Indonesia has voiced its support for the nomination of Kristalina Georgieva, currently chief executive officer of the World Bank, as the new chief of the International Monetary Fund (IMF) to replace Christine Lagarde.
Maritime Affairs Coordinating Minister Luhut B. Pandjaitan said that for Indonesia, Georgieve would be the right person to lead the IMF because as a Belgian national, she had a good understanding of developing countries.
“In my opinion, as we often met during IMF-World Bank meetings in Bali [in October 2018], she is the right person to become the chief of the IMF,” Luhut said in his office in Jakarta on Tuesday.
Luhut described Georgieve as having an attractive personality and a hard worker. With her background as a Bulgarian national, she supports developing nations, he said.

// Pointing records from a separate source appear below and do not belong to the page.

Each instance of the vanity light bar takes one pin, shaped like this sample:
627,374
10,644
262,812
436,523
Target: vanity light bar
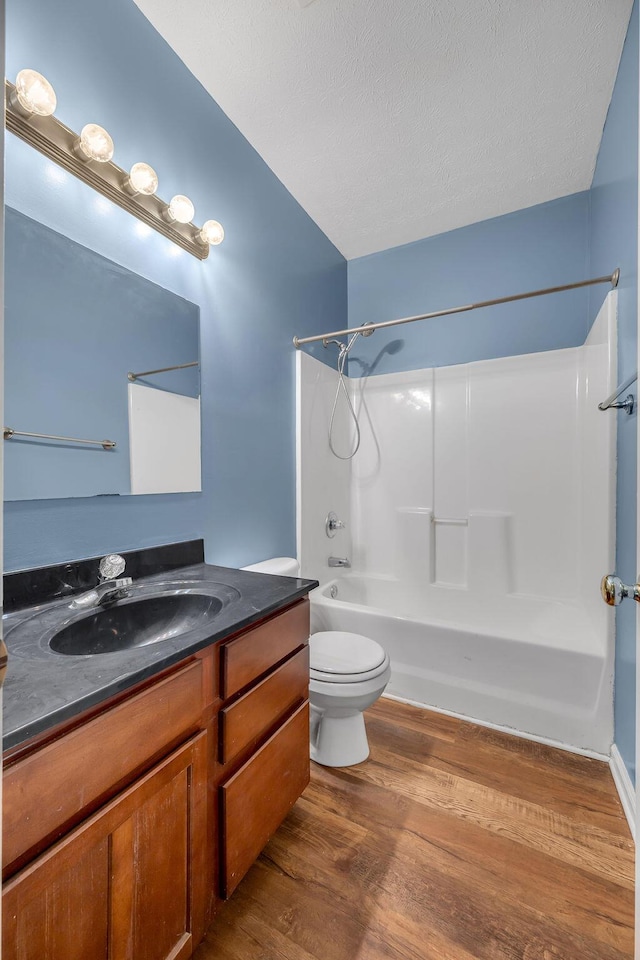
57,142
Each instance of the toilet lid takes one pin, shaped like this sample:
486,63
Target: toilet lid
336,652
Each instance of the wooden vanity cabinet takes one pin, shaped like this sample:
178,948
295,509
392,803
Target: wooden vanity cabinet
264,736
123,829
128,883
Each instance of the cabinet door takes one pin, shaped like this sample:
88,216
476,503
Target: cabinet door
129,883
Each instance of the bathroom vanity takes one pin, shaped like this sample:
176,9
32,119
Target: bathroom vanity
125,822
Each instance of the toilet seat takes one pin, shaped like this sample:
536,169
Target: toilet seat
340,657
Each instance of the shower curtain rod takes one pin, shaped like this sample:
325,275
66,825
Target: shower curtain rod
370,327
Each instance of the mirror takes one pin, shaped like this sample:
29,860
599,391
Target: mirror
75,325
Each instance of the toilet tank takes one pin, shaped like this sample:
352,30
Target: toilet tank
279,566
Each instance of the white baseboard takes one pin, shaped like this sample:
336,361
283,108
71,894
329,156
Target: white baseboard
625,788
547,741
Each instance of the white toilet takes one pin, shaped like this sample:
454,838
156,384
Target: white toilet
348,672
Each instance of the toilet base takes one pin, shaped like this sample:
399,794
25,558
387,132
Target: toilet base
338,740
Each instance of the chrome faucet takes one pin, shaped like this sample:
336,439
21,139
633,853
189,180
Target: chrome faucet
110,587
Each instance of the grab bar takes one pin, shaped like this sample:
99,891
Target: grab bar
612,402
10,432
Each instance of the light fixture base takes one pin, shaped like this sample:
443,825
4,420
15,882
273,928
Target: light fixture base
57,142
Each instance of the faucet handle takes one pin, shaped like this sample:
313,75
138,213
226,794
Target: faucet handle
112,566
332,524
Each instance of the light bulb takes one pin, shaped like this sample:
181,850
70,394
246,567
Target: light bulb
181,209
34,94
142,179
95,143
212,233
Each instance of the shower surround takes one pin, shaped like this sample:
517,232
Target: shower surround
480,519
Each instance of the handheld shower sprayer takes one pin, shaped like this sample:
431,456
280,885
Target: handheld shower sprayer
343,353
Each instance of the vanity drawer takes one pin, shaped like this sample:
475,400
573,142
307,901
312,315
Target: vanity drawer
73,775
258,797
246,658
245,721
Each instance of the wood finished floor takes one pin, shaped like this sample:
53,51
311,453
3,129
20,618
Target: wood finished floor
451,842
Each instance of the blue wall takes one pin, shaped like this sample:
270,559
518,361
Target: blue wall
275,275
542,246
70,341
614,239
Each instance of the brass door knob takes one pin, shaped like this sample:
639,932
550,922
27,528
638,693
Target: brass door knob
614,591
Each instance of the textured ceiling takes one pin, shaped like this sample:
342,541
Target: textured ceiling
392,120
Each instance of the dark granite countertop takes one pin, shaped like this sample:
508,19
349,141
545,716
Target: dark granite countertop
43,688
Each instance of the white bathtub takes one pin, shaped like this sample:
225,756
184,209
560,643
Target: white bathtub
535,666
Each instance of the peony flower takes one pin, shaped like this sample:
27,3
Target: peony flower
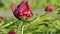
11,32
22,10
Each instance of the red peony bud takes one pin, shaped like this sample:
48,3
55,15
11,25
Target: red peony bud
22,10
49,9
11,32
1,18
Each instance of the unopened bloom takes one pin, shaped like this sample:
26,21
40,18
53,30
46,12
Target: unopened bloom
22,10
1,18
49,8
11,32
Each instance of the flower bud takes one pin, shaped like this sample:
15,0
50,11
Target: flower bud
49,9
22,10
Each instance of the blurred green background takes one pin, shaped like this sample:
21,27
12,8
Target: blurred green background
34,4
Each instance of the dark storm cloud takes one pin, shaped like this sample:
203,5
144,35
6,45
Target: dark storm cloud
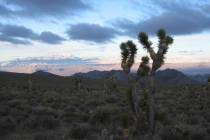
45,7
5,12
91,32
21,35
177,18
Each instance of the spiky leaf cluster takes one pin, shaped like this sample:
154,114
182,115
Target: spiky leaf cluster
128,52
144,68
144,40
164,42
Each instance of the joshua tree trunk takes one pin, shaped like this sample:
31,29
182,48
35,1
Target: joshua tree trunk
151,104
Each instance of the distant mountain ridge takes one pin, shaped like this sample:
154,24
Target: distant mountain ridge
167,76
164,77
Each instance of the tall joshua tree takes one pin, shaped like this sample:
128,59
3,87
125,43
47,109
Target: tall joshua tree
158,59
128,52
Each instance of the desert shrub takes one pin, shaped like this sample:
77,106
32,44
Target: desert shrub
7,125
73,114
170,133
104,114
161,117
44,111
4,110
111,99
125,120
193,120
44,136
80,131
37,122
198,134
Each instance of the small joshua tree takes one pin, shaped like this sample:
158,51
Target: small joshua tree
128,52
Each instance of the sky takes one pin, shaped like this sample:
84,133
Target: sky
69,36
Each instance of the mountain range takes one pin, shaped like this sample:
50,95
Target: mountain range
164,77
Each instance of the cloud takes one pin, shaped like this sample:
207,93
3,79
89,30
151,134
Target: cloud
91,32
21,35
37,8
50,38
5,12
178,18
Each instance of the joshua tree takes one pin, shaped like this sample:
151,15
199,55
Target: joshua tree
128,52
30,84
158,59
78,83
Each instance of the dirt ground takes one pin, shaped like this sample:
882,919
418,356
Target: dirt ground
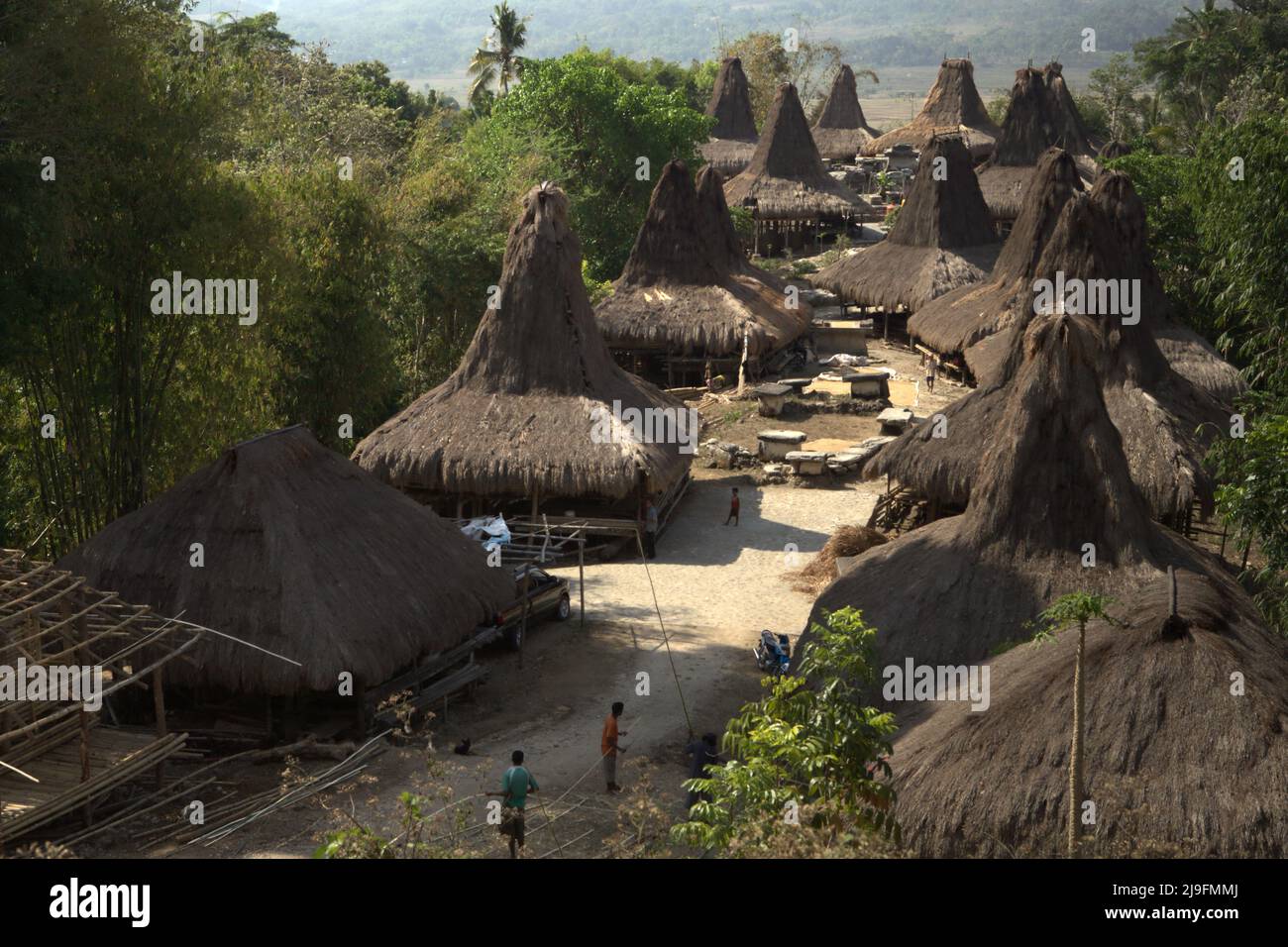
716,586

European Union governments picked Georgieva as the bloc’s candidate to lead the IMF after more than 12 hours of talks on August 2, which highlighted the EU’s internal divisions, Reuters reported.
The 65-year-old World Bank chief executive got the backing of a majority 28 EU states, defeating the Dutch candidate Jeroen Dijsselbloem after two rounds of voting and prolonged negotiations.
Georgieva is a center-right politician who grew up in Bulgaria under communism before a career that brought her to the top of the World Bank and the European Commission.
Last month, Lagarde resigned as the managing director of IMF to take on a new role as the next head of the European Central Bank (ECB).